“A Black Swan Event”: Copper Prices Soar After FCX Declares Force Majeure At World’s 2nd Largest Mine

“A Black Swan Event”: Copper Prices Soar After FCX Declares Force Majeure At World’s 2nd Largest Mine

“A Black Swan Event”: Copper Prices Soar After FCX Declares Force Majeure At World’s 2nd Largest Mine

In what Goldman’s commodity team dubbed a “black swan event”, copper mining giaint Freeport-McMoRan (FCX) declared force majeure on contracted supplies from its giant Grasberg mine in Indonesia, the second-largest source of the metal, sending prices of the metal soaring.

The US company also cut its copper and gold sales guidance for the quarter, now seeing 4% lower copper sales and 6% lower for gold than July 2025 estimates – as it continues to search for five missing workers following an accident at the site two weeks ago. Two employees are confirmed to have died following a flow of about 800,000 metric tons of mud into Grasberg’s underground levels.

The Grasberg mine open pit

Production in the Grasberg minerals district had been halted following the incident. A prolonged disruption at the copper mine may further lift benchmark prices, while posing an additional challenge for the smelting industry as processors deal with a severe shortage of feedstock. Force majeure gives producers the right to miss supply obligations due to unforeseen events.

Teams are working around the clock at Grasberg in the province of Central Papua to clear mud and debris, and are making steady progress to reach areas where the workers were located at the time of the Sept. 8 incident, Freeport said in a statement.

While the company tried to minimize the impact as much as possible, Goldman’ commodity specialist James McGeoch was far less sanguine, calling the shocking development a “black swan event”. This is what he wrote this morning:

Force Majeure at Grasberg:  Q3 loses 4% Copper and 6% Gold (incident was Sept 8 at Grassberg), Q4 will only see unaffected areas back operating my mid Nov (2 out of 5 areas), with sales “insignificant” (does that mean zero?), prev estimates 201kt Cu, and 345koz gold… Wow that’s material…. phased restart in 2026, 2/5 blocks and third in 2H and last 2 in 2027… Guide to 2026 being 35% of prev guide, which is 270kt of copper lost and 1.04m oz Gold. GIR model we model 700kt in 2025 and 730kt in 2026…. 

Summary: you are losing 500kt Copper over next 12-15 months, with a ramp in 2027, could argue another 100-200kt lost….. This is Cobre + Komao + Los Bronces all at once.

FCX: looking at 2026 cons this is c.39% of their Copper and 60% of the Gold. Grasberg to those in the weeds is a Gold mine (largest in the world). REMEMBER FCX owns 48.76%…so this is not as painful as it looks.

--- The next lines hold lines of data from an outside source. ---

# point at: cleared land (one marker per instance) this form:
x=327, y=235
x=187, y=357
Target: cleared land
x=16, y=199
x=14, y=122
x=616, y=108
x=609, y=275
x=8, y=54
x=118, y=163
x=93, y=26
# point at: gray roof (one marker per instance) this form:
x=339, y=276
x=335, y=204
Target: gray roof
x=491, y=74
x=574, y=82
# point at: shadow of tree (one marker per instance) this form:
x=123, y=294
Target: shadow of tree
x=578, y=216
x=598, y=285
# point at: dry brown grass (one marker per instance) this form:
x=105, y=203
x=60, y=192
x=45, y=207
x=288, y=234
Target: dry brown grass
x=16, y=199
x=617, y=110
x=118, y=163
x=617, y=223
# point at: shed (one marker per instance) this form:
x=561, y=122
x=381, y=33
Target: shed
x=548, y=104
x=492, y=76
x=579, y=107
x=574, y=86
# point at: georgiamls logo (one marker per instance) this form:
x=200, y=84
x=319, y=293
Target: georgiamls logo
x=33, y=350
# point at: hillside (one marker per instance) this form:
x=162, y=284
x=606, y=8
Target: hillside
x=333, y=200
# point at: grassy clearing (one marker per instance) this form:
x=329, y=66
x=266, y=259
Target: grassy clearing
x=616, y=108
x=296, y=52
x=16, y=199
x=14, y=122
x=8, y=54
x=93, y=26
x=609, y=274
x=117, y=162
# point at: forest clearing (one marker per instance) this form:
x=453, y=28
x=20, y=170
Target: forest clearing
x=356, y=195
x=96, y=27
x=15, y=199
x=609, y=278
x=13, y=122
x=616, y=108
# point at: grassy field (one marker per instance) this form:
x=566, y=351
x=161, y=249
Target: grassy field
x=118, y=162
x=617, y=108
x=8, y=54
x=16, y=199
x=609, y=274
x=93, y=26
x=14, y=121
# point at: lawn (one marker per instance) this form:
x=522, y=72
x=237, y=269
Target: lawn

Copper has to rally on this. Remember what I say. Demand moves are linear, supply moves are exponential. 

The below is a chart looking at these periods, obv there are many factors at play in each of these moves, i have been arguing for a number of days/weeks that Copper is poised, interest has been low (despite CTA creeping to record long on GS strat data and Managed money back at a reasonable level). Commodity franchise has been almost exclusively looking at precious for discretionary/macro accounts. This will light the fuse.

Copper for delivery in three months rose as much as 3.7% to $10,341 a ton on the London Metal Exchange, the biggest intraday jump since April 10, while FCX shares tumbled as much as 11% and rivals including Glencore and Teck Resources climbed. 

As Bloomberg notes, the accident highlights the copper market’s vulnerability to global supply shocks, and is just the latest disruption to the industry. It follows Hudbay Minerals’ disclosure late Tuesday that it was shutting operations at a mill at its Constancia mine site in Peru due to ongoing political protests.

The development at Freeport shows “how little it takes to tighten up this market,” especially when two of the world’s top copper mines have problems at the same time, said Ole Hansen, head of commodity strategy at Saxo Bank. “Traders buy first before asking questions.”

The Grasberg mine accounted for about 3.2% of mined copper supply for this year prior to the disruptions, according to Grant Sporre, global head of metals and mining at Bloomberg Intelligence. It contributes nearly 30% of Freeport’s total copper production and 70% of gold output, underscoring the scale of the disruption.

“An accident of such scale is unheard of in Freeport’s history,” said Bernard Dahdah, an analyst at Natixis.

Glencore shares rose as much as 3.6% in London, while Antofagasta Plc added 9.6%. Teck Resources gained as much as 6% and Southern Copper Corp. climbed 10% in New York.